Cada año podemos ver por las calles, en los vagones del metro y en muchos otros lados más, muestras de protesta contra las universidades del Distrito Federal. Y no dudo que así pase en las demás ciudades del mundo. El motivo de dichas movilizaciones se debe a que las escuelas de educación superior no admiten a muchos estudiantes.
Pero para tener un análisis adecuado debemos ver los distintos matices que tiene la problemática. Uno de ellos sería la selección de los alumnos. Por ejemplo, yo que soy estudiante de la Universidad Nacional Autónoma de México tuve que hacer un examen para poder ingresar a un bachillerato que forma parte de la universidad. Despues volví a ser seleccionado dentro de un proceso de acomodo para la licenciatura.
Mucha gente alega que este método es equivocado, que los estudiantes que ingresamos desde el bachillerato a la institución debemos volver a realizar un examen de selección para ingresar a la licenciatura. Sin embargo no toman en cuenta que primero se hace un examen para ingresar y despues se somete a un proceso de selección de carrera en el que si no se cumplen los requisitos de ingreso no se puede obtener la licenciatura que se busca. Es decir, al igual que los estudiantes ajenos a la universidad, nosotros somos doblemente seleccionados.
Creo que es este un proceso justo, ya que (y lo pueden confirmar muchos compañeros) el que en verdad se propone entrar a una universidad realmente lo logra. Sólo basta un poco de esfuerzo. Quiero dejar claro que no veo a los rechazados como gente mediocre que no le gusta estudiar, al contrario: admiro su dedicación y energia para salir a protestar en contra de un sistema educativo que en verdad es deficiente (generalmente hablando). Sin embargo insisto en que si quieren obtener un lugar deben poner un poco más de empeño en estudiar.

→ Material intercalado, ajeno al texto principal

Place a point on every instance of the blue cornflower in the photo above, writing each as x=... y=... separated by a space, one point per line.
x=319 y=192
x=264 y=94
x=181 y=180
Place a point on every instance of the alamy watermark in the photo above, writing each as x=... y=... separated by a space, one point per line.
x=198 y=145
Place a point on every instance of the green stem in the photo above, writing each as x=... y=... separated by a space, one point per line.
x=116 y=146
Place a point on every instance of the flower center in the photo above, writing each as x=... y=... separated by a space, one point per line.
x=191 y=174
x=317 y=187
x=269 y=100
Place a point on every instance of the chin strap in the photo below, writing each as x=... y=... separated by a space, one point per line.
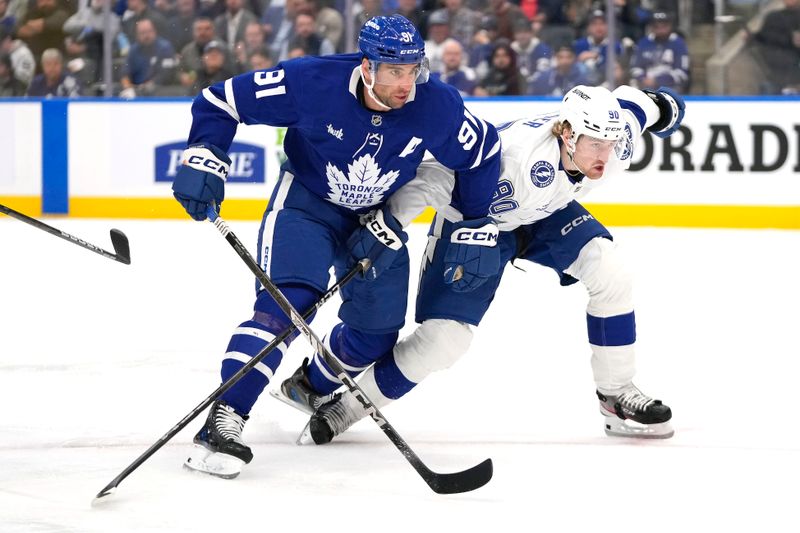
x=370 y=92
x=571 y=142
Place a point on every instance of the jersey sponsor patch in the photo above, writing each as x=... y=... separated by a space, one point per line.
x=542 y=174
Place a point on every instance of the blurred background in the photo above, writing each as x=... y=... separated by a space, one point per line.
x=95 y=95
x=139 y=48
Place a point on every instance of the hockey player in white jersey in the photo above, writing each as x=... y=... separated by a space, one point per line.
x=548 y=161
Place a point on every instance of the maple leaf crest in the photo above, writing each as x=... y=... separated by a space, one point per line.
x=362 y=186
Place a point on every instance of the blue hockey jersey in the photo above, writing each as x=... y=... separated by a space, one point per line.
x=340 y=150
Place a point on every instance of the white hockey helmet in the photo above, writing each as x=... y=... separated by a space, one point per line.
x=592 y=111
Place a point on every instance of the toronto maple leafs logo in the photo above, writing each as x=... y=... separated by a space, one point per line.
x=364 y=185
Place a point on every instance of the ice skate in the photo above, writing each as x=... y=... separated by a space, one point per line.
x=630 y=413
x=219 y=449
x=297 y=392
x=332 y=419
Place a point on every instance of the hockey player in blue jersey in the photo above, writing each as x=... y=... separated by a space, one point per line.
x=358 y=127
x=549 y=161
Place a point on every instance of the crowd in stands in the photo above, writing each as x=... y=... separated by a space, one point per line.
x=481 y=47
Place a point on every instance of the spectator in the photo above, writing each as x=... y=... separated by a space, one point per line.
x=165 y=7
x=454 y=71
x=306 y=37
x=369 y=9
x=632 y=19
x=464 y=22
x=10 y=85
x=554 y=35
x=213 y=70
x=561 y=77
x=260 y=60
x=661 y=57
x=592 y=50
x=8 y=20
x=54 y=80
x=23 y=63
x=230 y=25
x=254 y=39
x=438 y=32
x=43 y=27
x=532 y=54
x=212 y=8
x=191 y=56
x=181 y=23
x=505 y=13
x=85 y=40
x=777 y=45
x=482 y=46
x=150 y=64
x=411 y=10
x=279 y=24
x=503 y=78
x=139 y=10
x=620 y=77
x=330 y=23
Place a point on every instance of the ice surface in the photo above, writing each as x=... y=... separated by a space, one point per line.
x=98 y=360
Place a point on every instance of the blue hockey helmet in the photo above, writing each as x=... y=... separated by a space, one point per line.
x=391 y=39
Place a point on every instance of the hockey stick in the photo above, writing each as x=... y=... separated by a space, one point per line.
x=118 y=239
x=111 y=487
x=456 y=482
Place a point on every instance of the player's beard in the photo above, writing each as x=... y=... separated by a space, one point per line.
x=385 y=95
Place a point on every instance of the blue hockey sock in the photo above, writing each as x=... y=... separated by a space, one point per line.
x=354 y=349
x=617 y=330
x=247 y=341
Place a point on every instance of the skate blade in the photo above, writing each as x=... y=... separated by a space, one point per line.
x=279 y=395
x=616 y=427
x=216 y=464
x=305 y=437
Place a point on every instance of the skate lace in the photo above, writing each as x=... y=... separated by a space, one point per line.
x=229 y=424
x=635 y=400
x=338 y=416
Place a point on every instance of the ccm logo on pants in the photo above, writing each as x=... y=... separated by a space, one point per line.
x=574 y=223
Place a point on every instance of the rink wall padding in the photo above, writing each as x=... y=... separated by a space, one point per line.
x=735 y=163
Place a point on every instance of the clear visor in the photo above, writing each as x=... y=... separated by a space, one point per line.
x=598 y=147
x=392 y=74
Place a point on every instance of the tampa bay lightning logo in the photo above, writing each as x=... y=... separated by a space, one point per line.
x=542 y=174
x=625 y=147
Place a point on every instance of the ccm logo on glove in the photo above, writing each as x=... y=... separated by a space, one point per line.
x=376 y=225
x=202 y=159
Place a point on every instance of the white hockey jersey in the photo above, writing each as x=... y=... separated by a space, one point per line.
x=532 y=183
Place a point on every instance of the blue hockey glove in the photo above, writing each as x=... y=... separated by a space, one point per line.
x=200 y=181
x=378 y=239
x=672 y=109
x=472 y=256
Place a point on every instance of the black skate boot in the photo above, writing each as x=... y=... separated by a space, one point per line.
x=630 y=413
x=297 y=392
x=219 y=449
x=332 y=419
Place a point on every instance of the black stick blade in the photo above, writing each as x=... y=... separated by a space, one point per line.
x=121 y=246
x=107 y=491
x=455 y=483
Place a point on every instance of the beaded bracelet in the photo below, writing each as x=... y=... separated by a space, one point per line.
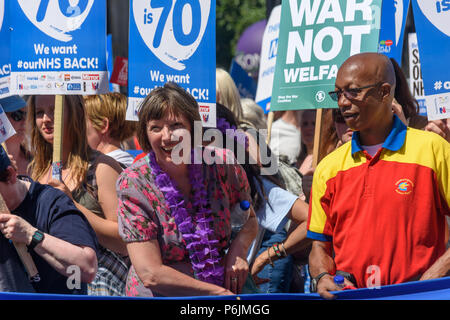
x=270 y=260
x=284 y=250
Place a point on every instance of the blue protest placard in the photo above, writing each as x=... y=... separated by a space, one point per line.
x=58 y=47
x=172 y=41
x=245 y=84
x=5 y=67
x=432 y=21
x=415 y=74
x=393 y=21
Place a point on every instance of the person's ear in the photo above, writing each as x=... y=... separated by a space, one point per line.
x=12 y=175
x=385 y=90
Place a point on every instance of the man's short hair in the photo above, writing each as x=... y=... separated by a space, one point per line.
x=4 y=164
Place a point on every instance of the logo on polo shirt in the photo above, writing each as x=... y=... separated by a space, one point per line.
x=404 y=186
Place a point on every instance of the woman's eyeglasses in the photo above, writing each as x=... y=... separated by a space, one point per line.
x=18 y=115
x=337 y=116
x=350 y=93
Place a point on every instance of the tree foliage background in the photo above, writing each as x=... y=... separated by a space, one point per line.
x=232 y=18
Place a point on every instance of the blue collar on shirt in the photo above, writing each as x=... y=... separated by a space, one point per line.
x=393 y=142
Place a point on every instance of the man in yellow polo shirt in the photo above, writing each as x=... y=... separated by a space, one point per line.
x=378 y=203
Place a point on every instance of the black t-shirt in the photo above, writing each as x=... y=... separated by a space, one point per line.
x=53 y=212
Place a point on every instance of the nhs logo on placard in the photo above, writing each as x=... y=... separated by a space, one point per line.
x=57 y=18
x=438 y=13
x=443 y=5
x=2 y=12
x=172 y=29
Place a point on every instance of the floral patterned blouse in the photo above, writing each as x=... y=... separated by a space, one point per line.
x=144 y=213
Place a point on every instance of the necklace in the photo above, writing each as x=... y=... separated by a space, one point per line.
x=202 y=248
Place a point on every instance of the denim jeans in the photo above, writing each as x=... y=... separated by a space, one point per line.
x=281 y=274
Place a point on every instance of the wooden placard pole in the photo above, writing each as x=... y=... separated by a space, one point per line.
x=58 y=137
x=21 y=248
x=317 y=138
x=269 y=126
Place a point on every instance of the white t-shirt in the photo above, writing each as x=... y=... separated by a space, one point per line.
x=272 y=217
x=285 y=140
x=372 y=150
x=121 y=156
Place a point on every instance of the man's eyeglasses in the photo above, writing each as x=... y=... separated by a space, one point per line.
x=337 y=116
x=18 y=115
x=350 y=93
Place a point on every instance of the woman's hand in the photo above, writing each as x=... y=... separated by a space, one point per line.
x=236 y=269
x=398 y=110
x=441 y=127
x=16 y=228
x=61 y=186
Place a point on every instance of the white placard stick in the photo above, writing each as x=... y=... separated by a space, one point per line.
x=58 y=137
x=21 y=249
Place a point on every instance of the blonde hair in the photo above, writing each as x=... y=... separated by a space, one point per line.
x=228 y=93
x=42 y=151
x=253 y=113
x=112 y=106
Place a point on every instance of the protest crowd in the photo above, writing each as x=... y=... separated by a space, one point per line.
x=144 y=209
x=134 y=224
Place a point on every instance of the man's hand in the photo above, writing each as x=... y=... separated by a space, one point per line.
x=16 y=229
x=439 y=269
x=441 y=127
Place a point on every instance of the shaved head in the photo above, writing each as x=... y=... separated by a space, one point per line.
x=371 y=67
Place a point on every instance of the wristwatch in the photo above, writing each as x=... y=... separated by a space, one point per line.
x=315 y=281
x=37 y=237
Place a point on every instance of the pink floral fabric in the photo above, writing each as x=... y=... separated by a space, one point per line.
x=144 y=213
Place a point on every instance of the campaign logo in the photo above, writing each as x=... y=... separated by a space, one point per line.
x=438 y=13
x=404 y=186
x=57 y=18
x=74 y=86
x=442 y=105
x=385 y=46
x=398 y=4
x=172 y=30
x=91 y=76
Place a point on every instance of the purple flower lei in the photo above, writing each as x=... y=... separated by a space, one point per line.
x=203 y=251
x=223 y=125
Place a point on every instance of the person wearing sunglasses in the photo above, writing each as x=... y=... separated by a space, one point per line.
x=15 y=109
x=378 y=204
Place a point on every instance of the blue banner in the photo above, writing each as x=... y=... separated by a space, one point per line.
x=393 y=21
x=5 y=67
x=432 y=22
x=435 y=289
x=58 y=47
x=173 y=41
x=245 y=84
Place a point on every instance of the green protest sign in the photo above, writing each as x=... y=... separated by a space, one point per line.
x=316 y=37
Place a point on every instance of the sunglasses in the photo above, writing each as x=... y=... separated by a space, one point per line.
x=337 y=116
x=18 y=115
x=350 y=93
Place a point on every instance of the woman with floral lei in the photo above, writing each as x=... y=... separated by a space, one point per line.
x=175 y=215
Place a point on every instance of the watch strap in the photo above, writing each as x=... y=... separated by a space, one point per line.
x=37 y=238
x=315 y=281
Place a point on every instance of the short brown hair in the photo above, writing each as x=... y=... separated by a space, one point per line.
x=112 y=106
x=170 y=98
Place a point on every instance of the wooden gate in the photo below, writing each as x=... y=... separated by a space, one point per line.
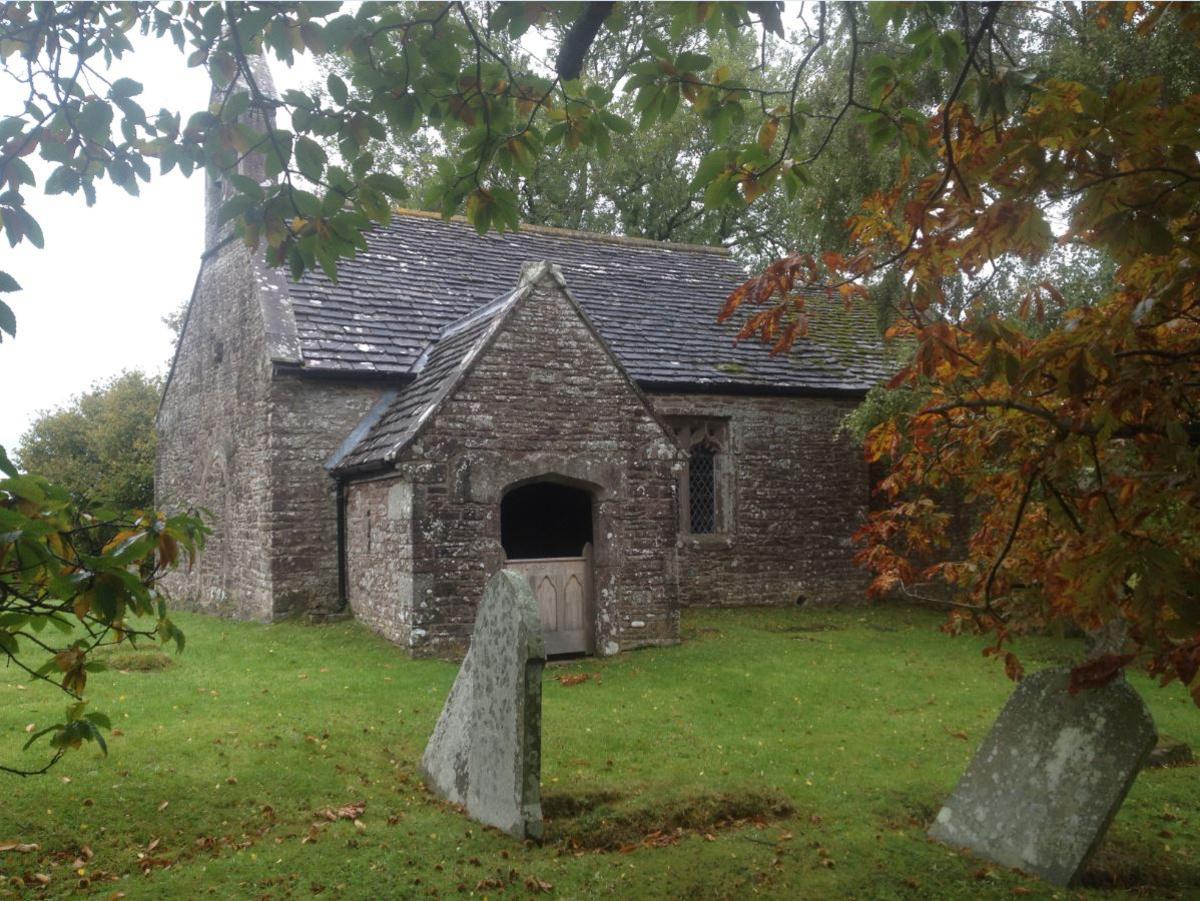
x=563 y=588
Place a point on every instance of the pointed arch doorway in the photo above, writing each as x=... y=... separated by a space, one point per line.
x=546 y=529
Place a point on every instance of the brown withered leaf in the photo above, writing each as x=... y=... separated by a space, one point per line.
x=349 y=811
x=538 y=886
x=18 y=846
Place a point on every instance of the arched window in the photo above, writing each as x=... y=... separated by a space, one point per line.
x=706 y=488
x=702 y=488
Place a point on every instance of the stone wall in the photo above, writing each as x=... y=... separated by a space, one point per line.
x=213 y=440
x=797 y=493
x=379 y=556
x=544 y=401
x=310 y=418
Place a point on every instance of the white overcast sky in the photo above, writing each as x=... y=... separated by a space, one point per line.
x=93 y=299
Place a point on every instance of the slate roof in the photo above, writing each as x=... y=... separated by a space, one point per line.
x=396 y=419
x=654 y=304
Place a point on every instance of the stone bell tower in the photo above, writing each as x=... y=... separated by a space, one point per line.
x=263 y=100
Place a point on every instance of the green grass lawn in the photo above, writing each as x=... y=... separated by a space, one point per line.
x=787 y=754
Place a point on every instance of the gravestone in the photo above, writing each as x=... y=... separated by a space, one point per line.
x=485 y=752
x=1051 y=774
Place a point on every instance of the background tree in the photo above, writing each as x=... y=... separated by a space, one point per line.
x=102 y=444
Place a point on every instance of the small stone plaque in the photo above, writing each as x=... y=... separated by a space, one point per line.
x=485 y=752
x=1051 y=774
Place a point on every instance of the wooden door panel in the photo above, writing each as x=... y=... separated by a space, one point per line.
x=562 y=586
x=573 y=602
x=547 y=595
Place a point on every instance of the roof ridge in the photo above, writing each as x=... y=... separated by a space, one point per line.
x=465 y=322
x=628 y=240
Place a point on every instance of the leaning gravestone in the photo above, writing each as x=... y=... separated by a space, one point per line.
x=485 y=752
x=1051 y=774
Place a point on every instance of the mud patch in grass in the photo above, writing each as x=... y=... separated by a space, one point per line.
x=802 y=628
x=604 y=827
x=150 y=660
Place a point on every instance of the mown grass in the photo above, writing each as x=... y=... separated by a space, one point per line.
x=786 y=754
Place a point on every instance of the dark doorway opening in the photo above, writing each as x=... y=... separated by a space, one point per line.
x=545 y=520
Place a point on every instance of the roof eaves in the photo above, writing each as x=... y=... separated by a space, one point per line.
x=501 y=312
x=360 y=431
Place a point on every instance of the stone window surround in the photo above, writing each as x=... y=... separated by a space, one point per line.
x=715 y=432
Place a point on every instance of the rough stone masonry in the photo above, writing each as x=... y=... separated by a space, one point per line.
x=485 y=752
x=1045 y=784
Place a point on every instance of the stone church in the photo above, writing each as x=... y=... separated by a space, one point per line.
x=561 y=403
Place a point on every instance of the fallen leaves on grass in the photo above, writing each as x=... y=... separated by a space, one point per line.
x=574 y=679
x=18 y=846
x=351 y=811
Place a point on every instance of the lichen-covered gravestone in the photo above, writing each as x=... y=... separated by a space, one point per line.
x=1051 y=774
x=485 y=752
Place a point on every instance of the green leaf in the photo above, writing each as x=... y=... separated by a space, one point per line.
x=125 y=88
x=100 y=720
x=6 y=466
x=94 y=120
x=657 y=46
x=337 y=89
x=310 y=157
x=690 y=61
x=711 y=166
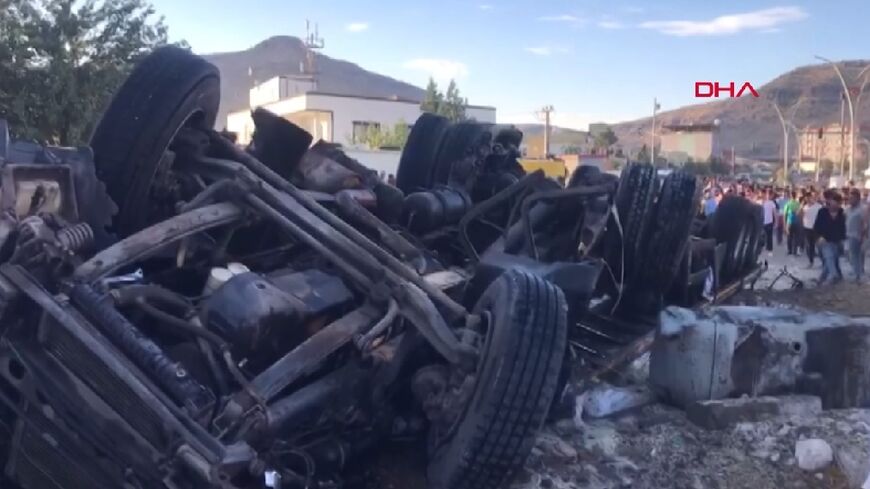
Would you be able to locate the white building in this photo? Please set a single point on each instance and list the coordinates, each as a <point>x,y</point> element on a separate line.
<point>329,116</point>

Por otro lado debemos tomar en cuenta que las universidades no tienen lugares extendidos al infinito. Tampoco pueden expandirse puesto que los concursos de seleccion precisamente sirven para ir moderando el flujo de profesionistas que se graduan cada año, y con eso evitar la “sobre-producción” (hablando cómo capitalista) de licenciados en las distinitas ramas. ¡Imaginen si esto no sucediera! Sería totalmente inservible un título que avalara estudios profesionales, puesto que habria tantos prefesionistas que la demanda de trabajo creceria al infinito y la oferta disminuiría a niveles abismales. Aunque esta condición no está tan alejada de la realidad.
Otra cuestión es el abandono a las instituciones educativas por parte de el gobierno federal. En méxico( sí, con m minúscula, ya que al referirme al país en su sector político no creo que le quede una m mayúscula, sería inmoral escribirlo así, además sería un engaño a mi mismo) no se apoya a la educación. Sólo importan por los intereses economicos y los sucesos de la farándula política. Sí el gobierno apoyará a la educación no necesitaria de inversiones privadas en las reformas de pemex (también en minúculas), ni mucho menos necesitaría de un tratado de libre comercio para sobrevivir. Pero la falta de educación es un probelma que lleva cientos de años arrastrandose y que nadie se preocupa por levantar.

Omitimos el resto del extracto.